Former US drone operator Brandon Bryant says that he risks being killed by the US government if he decides to return to his country.
“They could kill me if they want to, but when I go back home, I’m homeless, like I’m a disabled homeless veteran. I have no income. I’m nothing,” he told in an exclusive interview with Press TV.
Bryant, who has operated drones from different US bases and flown them over several countries, attended a panel debate in Oslo which was followed by an exclusive pre-screening of a documentary about US drones.
The Norwegian-produced documentary, DRONE, is the latest film on the US covert drone war and will be released this month.
The documentary, which features Bryant and a human rights lawyer from Pakistan, shows how the US Army uses video games as tools to recruit young people at gaming conventions.
For about a decade, the United States has been running assassination drone programs in several countries.
The assassination drone strikes often result in civilian casualties.
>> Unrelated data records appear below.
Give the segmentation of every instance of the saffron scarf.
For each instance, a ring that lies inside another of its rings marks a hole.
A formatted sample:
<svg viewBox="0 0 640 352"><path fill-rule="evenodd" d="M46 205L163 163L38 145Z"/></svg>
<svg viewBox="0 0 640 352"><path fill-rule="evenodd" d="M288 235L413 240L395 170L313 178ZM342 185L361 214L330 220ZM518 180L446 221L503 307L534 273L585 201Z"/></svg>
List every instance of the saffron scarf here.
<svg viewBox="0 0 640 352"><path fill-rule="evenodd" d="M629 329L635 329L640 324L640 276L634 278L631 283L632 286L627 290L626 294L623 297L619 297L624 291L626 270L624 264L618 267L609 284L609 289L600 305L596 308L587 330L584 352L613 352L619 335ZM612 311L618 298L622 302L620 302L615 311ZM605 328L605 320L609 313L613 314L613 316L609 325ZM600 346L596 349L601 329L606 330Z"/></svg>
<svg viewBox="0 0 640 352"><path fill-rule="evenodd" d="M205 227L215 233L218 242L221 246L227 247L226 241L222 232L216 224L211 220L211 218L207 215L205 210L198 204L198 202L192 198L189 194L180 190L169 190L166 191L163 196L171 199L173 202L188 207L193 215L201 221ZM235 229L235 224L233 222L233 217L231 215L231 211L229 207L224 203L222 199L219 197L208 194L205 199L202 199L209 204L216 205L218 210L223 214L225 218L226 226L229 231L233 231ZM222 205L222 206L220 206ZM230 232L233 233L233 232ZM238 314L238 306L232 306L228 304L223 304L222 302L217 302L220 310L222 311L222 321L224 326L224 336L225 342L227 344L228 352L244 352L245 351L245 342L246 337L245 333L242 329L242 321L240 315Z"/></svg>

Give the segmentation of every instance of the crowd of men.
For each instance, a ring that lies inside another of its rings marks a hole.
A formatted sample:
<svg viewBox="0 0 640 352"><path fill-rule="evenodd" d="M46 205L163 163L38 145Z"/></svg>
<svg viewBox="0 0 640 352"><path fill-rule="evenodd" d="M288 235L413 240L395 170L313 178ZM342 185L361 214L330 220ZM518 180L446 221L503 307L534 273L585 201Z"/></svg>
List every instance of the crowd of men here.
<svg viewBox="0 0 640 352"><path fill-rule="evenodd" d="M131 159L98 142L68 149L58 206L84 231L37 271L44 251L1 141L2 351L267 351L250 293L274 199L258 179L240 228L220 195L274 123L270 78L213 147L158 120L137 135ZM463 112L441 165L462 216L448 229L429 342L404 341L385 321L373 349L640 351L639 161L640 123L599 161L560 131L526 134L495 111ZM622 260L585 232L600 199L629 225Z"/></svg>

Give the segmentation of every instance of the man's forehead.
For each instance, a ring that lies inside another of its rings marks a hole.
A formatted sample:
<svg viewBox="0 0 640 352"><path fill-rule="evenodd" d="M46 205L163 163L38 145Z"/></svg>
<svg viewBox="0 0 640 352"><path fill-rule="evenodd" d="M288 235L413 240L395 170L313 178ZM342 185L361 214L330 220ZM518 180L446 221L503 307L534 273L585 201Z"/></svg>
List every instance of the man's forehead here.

Pakistani lawyer Shahzad Akbar is representing families of drone victims and survivors.
Akbar has filed charges of war crimes against the Central Intelligence Agency and has succeeded in getting a Pakistani court to rule the CIA drone strikes as illegal.
The US administration claims that its unmanned aircraft attacks target al-Qaeda militants, but local sources say civilians have been the main victims of the non-UN-sanctioned airstrikes.